Письмо от Нины было короткое, меньше чем на тетрадную страницу в клетку, несколько слов в нем были густо зачеркнуты, так что нельзя было прочитать даже на просвет. Мишка прочитал письмо подряд три раза.
«Дорогой Миша! Я получила твое письмо (почти незаметно исправлено на «письма») и очень рада, что у тебя в Москве все хорошо в школе и вообще. У меня тоже все (дальше зачеркнуты два слова) хорошо. Сначала было непривычно учиться в женской школе, и мне даже некогда было ответить на твои письма, но постепенно я привыкла, и теперь мне нравится, у меня есть подруга Света Панаидис, она гречанка, и мы с ней всюду ходим вместе. Недавно был вечер нашей школы вместе с мореходным училищем, все много танцевали, меня пригласил мальчик Витя Пиньчук, он учится на моториста. И мы (зачеркнуты три слова) с ним гуляли после вечера, а потом я поняла, что по-настоящему люблю только тебя. Когда весной (зачеркнута сплошь целая строчка) случился ужасный случай с твоим папой, я не знала даже, что мне делать.

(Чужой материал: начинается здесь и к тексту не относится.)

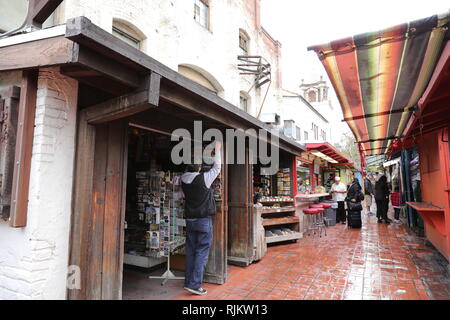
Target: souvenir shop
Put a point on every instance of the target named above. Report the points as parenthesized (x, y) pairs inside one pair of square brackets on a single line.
[(126, 205), (268, 217), (425, 159)]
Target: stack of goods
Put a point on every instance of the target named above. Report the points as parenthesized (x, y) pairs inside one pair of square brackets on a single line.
[(278, 232), (284, 181), (276, 199), (217, 189), (160, 206)]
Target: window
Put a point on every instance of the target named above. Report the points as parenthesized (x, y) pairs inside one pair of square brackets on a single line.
[(312, 96), (243, 103), (201, 12), (128, 33), (315, 130), (298, 133), (243, 43), (323, 135)]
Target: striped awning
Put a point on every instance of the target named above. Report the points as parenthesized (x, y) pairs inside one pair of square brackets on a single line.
[(380, 76)]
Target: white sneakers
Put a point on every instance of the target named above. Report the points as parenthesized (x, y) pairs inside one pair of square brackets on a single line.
[(199, 291)]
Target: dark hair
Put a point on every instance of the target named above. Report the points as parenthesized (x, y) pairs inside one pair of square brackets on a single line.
[(193, 167)]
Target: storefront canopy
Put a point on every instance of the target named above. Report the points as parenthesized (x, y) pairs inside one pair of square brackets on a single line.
[(380, 76), (326, 151)]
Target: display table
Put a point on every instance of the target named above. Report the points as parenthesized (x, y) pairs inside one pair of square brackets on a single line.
[(312, 195), (302, 201), (142, 261), (431, 214)]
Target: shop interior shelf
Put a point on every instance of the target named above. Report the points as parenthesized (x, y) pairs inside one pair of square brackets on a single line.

Потому что мне было стыдно, но я тебя не жалела, потому что у меня неродной отец, ты знаешь, и мне не было тебя жалко, а теперь я все время думаю о тебе, жалею тебя и очень люблю. Напиши мне, гуляешь ли ты в Москве с какой-нибудь девочкой, и если да, то я все равно не обижусь и буду тебя любить. Целую тебя. Нина Бурлакова».
Мишка вложил письмо в надорванный конверт и сунул в карман шаровар.
Потом он посмотрел на себя в зеркало, висевшее над раковиной. В зеркале он увидел Пиньчука, который учится на моториста, с которым, конечно, Нина не только гуляла, а наверняка целовалась, и он к ней лазил, и Мишка в зеркале видел все, но ничего не чувствовал.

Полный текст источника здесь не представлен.